The city of Tampere has become the only Finnish body to have received an award for its perceived poor animal rights record from the animal rights group Animalia. Each year the NGO confers the award in areas where it would like to see more animal-friendly actions. Tampere received the Anti Animalia award in 1999 -- and in 2014 -- for failing to shut down its controversial dolphinarium.

Delfiini katselee kohti.
Image: Marjut Suomi / Yle

The animal rights group Animalia handed out its 2014 Anti Animalia award to the city of Tampere for its reluctance to even investigate the possibility of shuttering its dolphinarium. Back in 1999 the city received the award for the very same reason. Animalia has been distributing the dubious honour since 1987.
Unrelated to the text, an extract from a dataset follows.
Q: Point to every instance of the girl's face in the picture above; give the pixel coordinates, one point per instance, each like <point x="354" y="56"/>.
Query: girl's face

In September the city council voted to overturn a motion calling for a probe into the option of closing the facility.

“The future of the Särkänniemi dolphinarium has been discussed in Tampere. It’s very unfortunate that the city council was unwilling to even enquire into closing down the dolphinarium. And it’s sad that that the political discussion on the matter was for the most part so distasteful,” said Animalia chief executive Salla Tuomivaara.

Animalia to step up campaigning

The group is set to up the ante in Tampere, and will be opening a local chapter in October. It has also established a “whale team” which will monitor the local and international discourse about whales, dolphins and porpoises.

The future of the Särkänniemi dolphinarium was the subject of much heated discussion during the course of the year as many weighed in on the subject of keeping dolphins in captivity. And at the end of August, Näsi, a 35-year old bottle-nose dolphin resident of the facility passed away after suffering from a chronic liver complaint.

Then Environment Minister Ville Niinistö said that while he found the idea of keeping dolphins in captivity was “problematic”, the fate of the park should be left to local rather than central government officials.